Farewell Yahoo Groups! Shutting down on December 15, 2020

Martin Brinkmann
Oct 14, 2020
Companies, Yahoo

Yahoo announced this week that it will shut down Yahoo Groups on December 15, 2020. Yahoo Group users are informed by Yahoo via email about the shutdown timeline.

Dear Yahoo Group Moderators and Members,

We launched Yahoo Groups 20 years ago to connect people around their shared interests. We helped our users navigate new towns, keep in touch with college friends, learn new skills, and most importantly, build connections they may have lost or never had in the first place. While we could not have been more proud of what we accomplished together, we are reaching out today with heavy hearts to let you know that we have decided to shut down Yahoo Groups on December 15, 2020.

Yahoo Groups has seen a steady decline in usage over the last several years. Over that same period we’ve witnessed unprecedented levels of engagement across our properties as customers seek out premium, trustworthy content. To that end, we must sometimes make difficult decisions regarding products that no longer fit our long-term strategy as we hone our focus on other areas of the business.

Beginning December 15, 2020 the Yahoo Groups website will shut down and members will no longer be able to send or receive emails from Yahoo Groups. We’ve compiled a comprehensive FAQ here that includes alternative providers and information on how this will impact your group content.

Thank you for helping us build one of the earliest digital communities — we’re proud and honored to have forged countless connections over the last 20 years and played a small part in helping build your communities.

Sincerely, The Yahoo Groups team

Yahoo disabled the creation of new groups already (on October 12, 2020), and will take the website offline on December 15, 2020. Users won't be able to send or receive new emails from Yahoo Groups anymore after the shutdown date.

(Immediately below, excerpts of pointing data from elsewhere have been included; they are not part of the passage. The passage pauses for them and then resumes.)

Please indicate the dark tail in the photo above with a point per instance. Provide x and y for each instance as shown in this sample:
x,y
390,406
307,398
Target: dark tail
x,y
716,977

According to Yahoo, the decision was made because of declining usage numbers of the service. Yahoo changed Yahoo Groups radically in the past years, and the decisions that were made played a role in the decline of users.

The last major change happened in 2019 when Yahoo decided to remove functionality and content from Yahoo Groups.

yahoo groups shutdown

Yahoo suggests four different services for its remaining users: Facebook Groups, Nextdoor, Google Groups, and Groups.io. The last option, Groups.io, may be of interest to Yahoo Groups administrators as it supports the importing of members from Yahoo Groups.

Administrators may export the list of users via Group's Page > Management > Manage Members > Actions Menu > Export.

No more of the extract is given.